The right way to talk about someone’s engagement—stranger, friend, or otherwise—has nothing to do with the size of the ring. “When somebody says ‘I got engaged,’ the first thing you say should not be, ‘Let me see the ring,’ ” says Smith. “The proper response is ‘That’s so exciting,’ ‘Congratulations,’ or ‘I’m so happy for you.’ Then, once you’ve expressed your congratulations, you can ask to see the ring, if the person has one.”
When you do look at the ring, the easiest thing to say is, simply, that it’s beautiful. “If you don’t think it’s beautiful, you don’t have to lie—you can say, ‘what an interesting setting,’ or ‘that’s so exciting,’ ” says Smith. “There’s always something you can say that’s positive and that doesn’t directly or indirectly get at the cost of the ring. An engagement ring is a gift, and to speak to the recipient of a gift about how much the giver of a gift spent is inappropriate.”

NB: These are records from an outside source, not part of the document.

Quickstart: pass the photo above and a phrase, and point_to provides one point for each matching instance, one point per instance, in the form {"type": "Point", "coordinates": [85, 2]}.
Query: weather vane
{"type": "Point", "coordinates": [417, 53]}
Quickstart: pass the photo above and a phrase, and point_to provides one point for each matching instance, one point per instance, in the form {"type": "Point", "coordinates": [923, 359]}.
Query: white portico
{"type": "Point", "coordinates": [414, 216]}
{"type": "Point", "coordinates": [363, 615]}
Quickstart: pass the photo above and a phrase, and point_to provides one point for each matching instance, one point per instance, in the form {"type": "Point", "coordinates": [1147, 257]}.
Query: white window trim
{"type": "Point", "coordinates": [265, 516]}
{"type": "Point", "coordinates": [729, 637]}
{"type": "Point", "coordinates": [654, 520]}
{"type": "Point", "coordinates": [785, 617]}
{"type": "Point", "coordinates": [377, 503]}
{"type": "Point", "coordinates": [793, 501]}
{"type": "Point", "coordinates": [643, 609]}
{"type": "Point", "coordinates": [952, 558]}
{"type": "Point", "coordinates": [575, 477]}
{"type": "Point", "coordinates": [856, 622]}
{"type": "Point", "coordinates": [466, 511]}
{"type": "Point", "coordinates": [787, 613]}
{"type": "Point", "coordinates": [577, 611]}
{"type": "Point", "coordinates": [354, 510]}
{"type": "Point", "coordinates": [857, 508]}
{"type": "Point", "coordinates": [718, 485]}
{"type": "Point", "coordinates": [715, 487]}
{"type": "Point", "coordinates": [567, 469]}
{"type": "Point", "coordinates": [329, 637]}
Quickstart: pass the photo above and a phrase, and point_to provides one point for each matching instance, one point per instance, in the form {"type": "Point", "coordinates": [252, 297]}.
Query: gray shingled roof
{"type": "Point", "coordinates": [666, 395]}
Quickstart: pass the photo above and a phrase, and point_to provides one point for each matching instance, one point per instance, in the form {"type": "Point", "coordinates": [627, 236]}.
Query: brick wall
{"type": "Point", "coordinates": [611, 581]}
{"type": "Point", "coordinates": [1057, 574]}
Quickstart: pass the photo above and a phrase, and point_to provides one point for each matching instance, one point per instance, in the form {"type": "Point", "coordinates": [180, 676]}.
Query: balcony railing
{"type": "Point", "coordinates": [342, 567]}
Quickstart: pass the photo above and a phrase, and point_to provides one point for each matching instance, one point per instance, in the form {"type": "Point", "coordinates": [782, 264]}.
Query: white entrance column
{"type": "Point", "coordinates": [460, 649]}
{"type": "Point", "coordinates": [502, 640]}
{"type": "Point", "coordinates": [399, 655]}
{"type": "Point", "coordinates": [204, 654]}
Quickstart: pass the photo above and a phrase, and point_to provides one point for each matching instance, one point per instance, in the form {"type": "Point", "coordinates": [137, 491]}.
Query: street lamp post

If you happen to find yourself on the receiving end of one of these uncomfortable lines of questioning, don’t feel like you owe it to anyone to answer. “The best response is ‘thank you,’ said brightly and cheerfully as if it were a compliment, whether it was intended to be a compliment or not,” says Smith.
After spending months lusting after, commenting on, and even writing about the size of Ariana Grande’s diamond from afar, spending a week in her shoes (or, more aptly, in her ring), made me realize that the size or cost of someone else’s rock isn’t mine—or anyone else’s—damn business.